The Miami Project to Cure Paralysis is another place where Sacco seeks partnerships, and he has been discussing this proposition with Barth A. Green, M.D., president and founder of The Miami Project and professor and chairman of the Department of Neurological Surgery, and W. Dalton Dietrich, Ph.D., scientific director of The Miami Project.

“Some of the things being investigated with spinal cord injury also have a role with stroke,” Sacco says, describing hypothermia treatments and neuro-protective drugs as examples. “There are parallels of research where we can salvage, save, and recover from spinal cord injury, just like we can work to salvage, save, and recover from other brain injuries including stroke and trauma.”

Two members of his faculty have lab space in The Miami Project, which is trying to translate animal model discoveries to human treatments.

Sacco has recruited Tatjana Rundek, M.D., Ph.D., from Columbia, an expert in carotid imaging.
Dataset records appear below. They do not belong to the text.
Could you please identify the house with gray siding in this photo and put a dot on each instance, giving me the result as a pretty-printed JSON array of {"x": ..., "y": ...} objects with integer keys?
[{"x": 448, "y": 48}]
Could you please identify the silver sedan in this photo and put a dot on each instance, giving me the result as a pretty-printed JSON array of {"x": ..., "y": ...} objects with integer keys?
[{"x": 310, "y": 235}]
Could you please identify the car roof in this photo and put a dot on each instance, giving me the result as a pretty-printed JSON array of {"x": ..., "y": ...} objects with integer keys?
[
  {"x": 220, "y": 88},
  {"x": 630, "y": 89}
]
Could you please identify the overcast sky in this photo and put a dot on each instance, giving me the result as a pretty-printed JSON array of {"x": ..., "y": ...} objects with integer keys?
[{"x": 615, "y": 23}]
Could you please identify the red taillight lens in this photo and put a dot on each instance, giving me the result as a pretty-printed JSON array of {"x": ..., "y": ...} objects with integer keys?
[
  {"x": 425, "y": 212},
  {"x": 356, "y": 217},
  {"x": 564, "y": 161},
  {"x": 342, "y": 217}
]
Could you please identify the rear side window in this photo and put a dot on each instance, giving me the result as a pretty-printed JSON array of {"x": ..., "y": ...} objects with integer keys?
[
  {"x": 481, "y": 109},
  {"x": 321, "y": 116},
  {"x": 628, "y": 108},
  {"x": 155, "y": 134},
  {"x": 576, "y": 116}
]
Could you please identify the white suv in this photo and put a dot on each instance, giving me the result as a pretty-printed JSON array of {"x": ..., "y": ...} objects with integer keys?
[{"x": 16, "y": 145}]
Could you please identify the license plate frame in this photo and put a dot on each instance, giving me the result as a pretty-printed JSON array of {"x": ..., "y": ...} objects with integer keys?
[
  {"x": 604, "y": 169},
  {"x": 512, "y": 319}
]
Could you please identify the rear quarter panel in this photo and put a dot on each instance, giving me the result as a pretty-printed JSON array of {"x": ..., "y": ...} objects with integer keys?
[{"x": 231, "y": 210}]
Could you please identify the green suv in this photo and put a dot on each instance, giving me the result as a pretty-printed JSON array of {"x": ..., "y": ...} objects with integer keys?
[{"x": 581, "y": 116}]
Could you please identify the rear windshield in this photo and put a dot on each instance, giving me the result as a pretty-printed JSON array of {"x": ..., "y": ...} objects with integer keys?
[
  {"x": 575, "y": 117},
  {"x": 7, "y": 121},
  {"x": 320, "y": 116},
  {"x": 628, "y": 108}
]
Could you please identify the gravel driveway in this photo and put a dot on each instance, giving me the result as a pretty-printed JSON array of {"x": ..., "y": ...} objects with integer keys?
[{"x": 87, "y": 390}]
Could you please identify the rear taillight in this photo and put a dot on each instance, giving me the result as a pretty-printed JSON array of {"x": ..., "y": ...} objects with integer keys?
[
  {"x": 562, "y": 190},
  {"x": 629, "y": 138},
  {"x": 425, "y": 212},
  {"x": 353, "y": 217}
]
She will transfer to UM a grant on genes as they relate to early carotid disease, which will be another opportunity for connections with the Vances. Stroke is not just a silent killer, it is also a sneaky one, whose hints of disease to come are slowly being discovered by research into sub-clinical carotid and brain disease, predictors of vascular disease.

“In these cases there are no symptoms to the brain we can detect clinically, but through imaging we can see that early changes in the brain can be measured and could be predictors of future disease,” Sacco notes.

Sacco says it is an exciting time for his work, and UM is the right place. “I sense that things are really aligned, and there are incredible growth opportunities at the medical school. With the effective leadership of Dean Goldschmidt and President Shalala we will be well poised to confront the health problems of an aging, multiethnic population.”